HELSINKI (Reuters) – France or Britain should take the lead in engaging with Russia about Ukraine as part of European efforts to support Kyiv, Finland’s president Alexander Stubb said on Thursday.
European countries who joined a “coalition of the willing” to back Ukraine agreed at a meeting last week that at least one of their leaders should engage with Russia at some stage, Stubb told reporters in Helsinki.
“My personal preference would be that our representatives of the Coalition of the Willing would be doing that. In other words France or the United Kingdom,” he said.
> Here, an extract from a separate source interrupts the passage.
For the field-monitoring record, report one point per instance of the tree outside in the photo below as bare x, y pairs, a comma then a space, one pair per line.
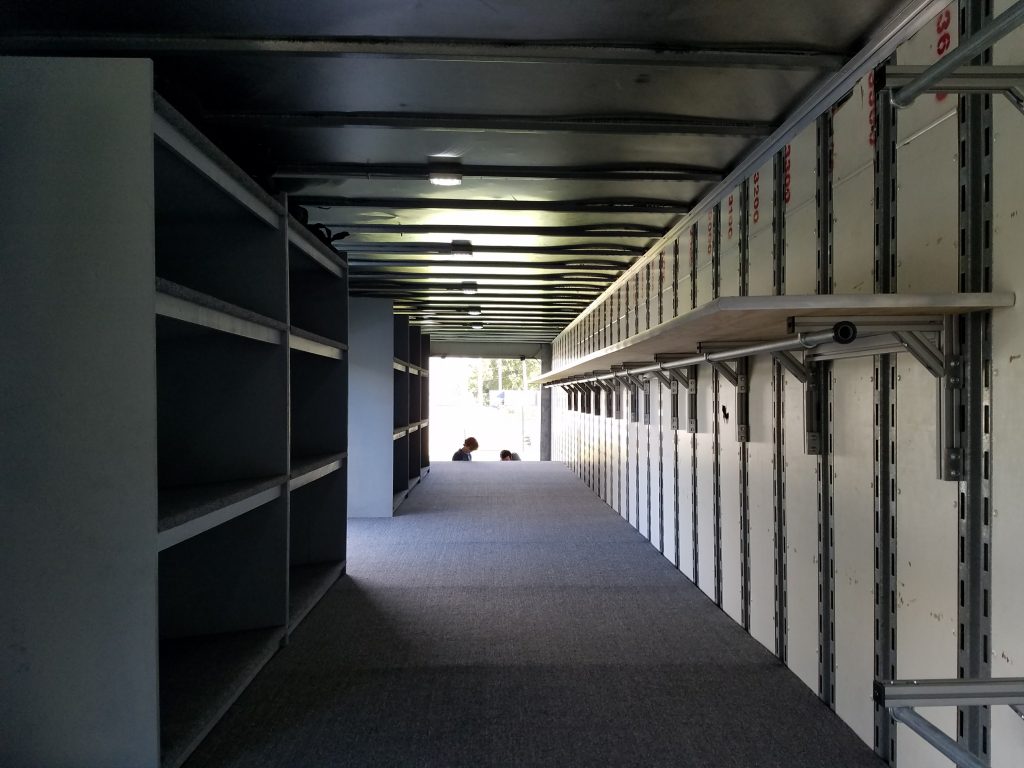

Finland is part of the European coalition that has vowed to continue supporting Ukraine’s army, in response to European concern that the U.S. no longer represents a bulwark of support for Ukraine’s three-year-old fight against Russian invasion.
Stubb said any effort to approach Russia should be closely coordinated.
Finland, which shares a 1,300-km (800-mile) border with Russia, has been a staunch supporter of Ukraine and joined the NATO military alliance in 2023 in response to Russia’s 2022 invasion. Moscow at the time cast the move as a dangerous and historic mistake.
The Kremlin said earlier this week that President Vladimir Putin was open to the idea of restoring relations between Finland and Russia, which it accused Helsinki of reducing to “nearly zero” by joining NATO.